В седьмом классе за одной партой с Федором сидел Игорь Гольцев. Отец его был секретарем райкома партии - большое начальство, ездил на "газике", единственной в районе легковой машине, высокий, полный, нос горбатинкой, сам за рулем, а шофер, как гость, рядом. Игорь любил прихвастнуть: отец полком командовал в гражданскую, отца в Москве знают, орден обещали… Обещали… Однажды утром слух - арестован, а на другой день в полдень в школе - собрание. Сама директриса выступала: "Мы должны показать, что общественность нашей школы категорически осуждает презренного врага народа Гольцева. Мы будем требовать высшей меры наказания!" Раз враг народа - какой разговор… Федор вместе со всеми поднял руку. Игорь сидел рядом, через человека - поднял руку и он. И его еще заставили выступить, вытащили на трибуну, стоял, смотрел в пол, зеленый, под глазами тени, пробубнил что-то про себя. А со всех сторон кричали: "Громче! Не слышно!" И наконец набрался сил, сказал, чтоб все слышали: "Отрекаюсь". А потом Федор нашел его в школьном сарае: забился за дрова, плакал. Стало жаль, пробовал успокоить: "Ты за сволочь эту, за отца, не ответчик…"

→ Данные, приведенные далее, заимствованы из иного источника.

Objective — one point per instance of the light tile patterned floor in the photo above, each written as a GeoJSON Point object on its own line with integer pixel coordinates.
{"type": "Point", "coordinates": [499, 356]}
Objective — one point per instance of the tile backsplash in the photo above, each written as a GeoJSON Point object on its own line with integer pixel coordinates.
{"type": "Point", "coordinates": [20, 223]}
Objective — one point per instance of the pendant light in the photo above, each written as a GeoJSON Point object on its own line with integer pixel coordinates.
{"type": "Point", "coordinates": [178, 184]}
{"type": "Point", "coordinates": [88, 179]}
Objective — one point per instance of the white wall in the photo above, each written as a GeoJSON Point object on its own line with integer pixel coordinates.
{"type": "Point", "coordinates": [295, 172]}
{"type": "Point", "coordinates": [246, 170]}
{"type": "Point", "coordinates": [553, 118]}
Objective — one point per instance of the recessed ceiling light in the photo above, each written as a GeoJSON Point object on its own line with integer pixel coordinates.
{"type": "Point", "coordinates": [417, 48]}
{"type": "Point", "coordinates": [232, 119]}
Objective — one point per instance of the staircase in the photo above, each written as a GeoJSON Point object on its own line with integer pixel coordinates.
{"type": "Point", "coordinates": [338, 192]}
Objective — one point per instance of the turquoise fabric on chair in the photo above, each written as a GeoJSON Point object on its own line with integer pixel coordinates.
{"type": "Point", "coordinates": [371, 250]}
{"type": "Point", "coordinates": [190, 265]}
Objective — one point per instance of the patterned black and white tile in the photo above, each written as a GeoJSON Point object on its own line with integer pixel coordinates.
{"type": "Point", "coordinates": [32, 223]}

Другой человек стал ездить на "газике", но только сидел не за рулем, а рядом с шофером.

Игорь бросил школу, поступил слесарем в железнодорожную мастерскую, ходил в промасленном ватнике, в полувоенном отцовском картузе, и на него, показывали пальцами:

- Эвон, был князь, да попал в грязь.

А Игорь стал рано пить и однажды пьяным раскричался:

- Ежов-то - падло! Его самого запрятали! Отец мой безвинен! Он в гражданку полком командовал.

Милиционер Кузя Сморчок, толкая в шею, утащил Игоря. Продержали с неделю, выпустили. Ходили слухи: "Ежов-то, железный нарком, того… ошибался крупно".